Attorney General (AG) Kalekeni Kaphale on Friday battled with the country’s immediate past vice-president and UTM leader Saulos Chilima over the use of party monitors and the now infamous correctional fluid (Tippex) during the ongoing presidential election case.
Lawyers for the UTM presidential candidate suffered a setback after the court rejected an application by lead lawyer Marshal Chilenga to scrap the current translations which the court has introduced specifically for this case and another application for the court to place time limits on cross-examination.
But in its ruling, the five-judge panel of Ivy Kamanga, Mike Tembo, Dingiswayo Madise and Healey Potani, rejected both applications.
That ruling prompted cross-examination by Kaphale on Chilima to continue and throughout his questioning, the AG, who is representing Malawi Electoral Commission (MEC) in the matter, focused on drawing Chilima, who was tallied third in the disputed results, to concede that some of the irregularities he cited in his petition could not have altered election results.
Kaphale’s line of questioning further insisted that there was no evidence of fraudulent altering of documents and further focused on the absence of testimony of monitors that results sheets were doctored.
Kaphale further sought to portray Chilima as an unreliable witness in comparison with the monitors on the ground and in some instances asked Chilima to confirm that the result sheets with Tippex could have been altered for genuine reasons.
He further sought to portray that it was possible that while duplicates were used in some instances instead of original result sheets, the presence of signatures by party monitors made them admissible.
But Kaphale’s questioning tactics drew several objections from Chilenga, who accused the AG of repetitive questions and also drawing Chilima into making legal arguments instead of pure facts.
The court ruled against some of the objections, but also ruled against Kaphale occasionally, and in intense exchanges, there were heated moments where Kaphale accused Chilenga of both over protecting his client, obstructing justice.
“Do people realise these are very important proceedings and we must unravel the truth? Unless the question is immaterial, I would not have asked the question. May I formally complain against counsel Chilenga, he is getting into my way of questioning,” said Kaphale.
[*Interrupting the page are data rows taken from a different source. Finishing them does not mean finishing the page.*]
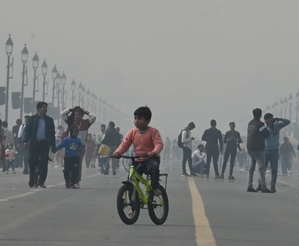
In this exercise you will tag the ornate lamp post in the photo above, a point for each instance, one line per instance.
(44, 72)
(54, 75)
(35, 62)
(73, 88)
(24, 56)
(291, 104)
(8, 48)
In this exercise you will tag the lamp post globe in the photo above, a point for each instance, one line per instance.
(24, 54)
(9, 46)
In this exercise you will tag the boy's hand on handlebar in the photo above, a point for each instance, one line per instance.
(152, 154)
(116, 154)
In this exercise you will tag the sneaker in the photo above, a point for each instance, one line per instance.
(272, 189)
(250, 189)
(157, 192)
(266, 190)
(259, 188)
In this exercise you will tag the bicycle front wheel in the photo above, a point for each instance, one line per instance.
(158, 207)
(128, 204)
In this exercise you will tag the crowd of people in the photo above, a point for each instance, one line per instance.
(29, 144)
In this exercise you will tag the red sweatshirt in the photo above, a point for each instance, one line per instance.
(149, 141)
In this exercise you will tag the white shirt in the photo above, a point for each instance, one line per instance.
(200, 155)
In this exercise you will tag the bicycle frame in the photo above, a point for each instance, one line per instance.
(134, 177)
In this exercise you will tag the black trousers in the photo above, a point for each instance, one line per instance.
(232, 153)
(187, 157)
(38, 159)
(71, 169)
(212, 153)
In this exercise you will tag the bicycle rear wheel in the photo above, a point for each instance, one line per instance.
(128, 204)
(158, 207)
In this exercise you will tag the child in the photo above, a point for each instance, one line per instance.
(73, 146)
(147, 140)
(104, 153)
(10, 156)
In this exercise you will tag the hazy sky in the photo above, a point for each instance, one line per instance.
(187, 60)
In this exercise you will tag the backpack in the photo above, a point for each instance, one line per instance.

At one point, Chikosa Silungwe, another lawyer representing Chilima reprimanded Kaphale for getting emotional in the course of his questioning.
In some instances people in the court showed displeasure at perceived arrogance by Kaphale by booing the AG. This prompted Justice Madise to issue a stern warning to the gallery.
“If it happens again, we would not hesitate to clear the court,” warned the judge.
Kaphale, who asked Chilima to bring several documents to court on Monday afternoon when court resumes, told journalists after the hearing, he could not be drawn to comment on any timeframes, saying he doesn’t want time-frames to jeopardise delivery of justice.
The AG said he has not counted the number of witnesses he will call upon to testify, saying they were numerous.
“I am almost done with the preliminaries which I was cross-examining him on. I don’t know any time-frames set by the court, what the court said is that it will be sitting in tranches of 12 days. As you have rightly observed, this is a hybrid of an electoral case and a constitutional matter, at the end of the day, the court will have to decide on facts,” he explained.
When Chilima walked out of court, he did not want to take questions, but told Weekend Nation he was “fine” after hours of grilling.
Khumbo Soko, one his lawyers, said it was too early in the case to make any calls on how the case was going, but said the UTM candidate’s team was mindful of the need to control cross-examination.
Soko said Chilima has 40 witnesses.
The case is being broadcast live on radio and is happening amid a huge political impasse following the disputed elections in May, which saw President Peter Mutharika re-elected.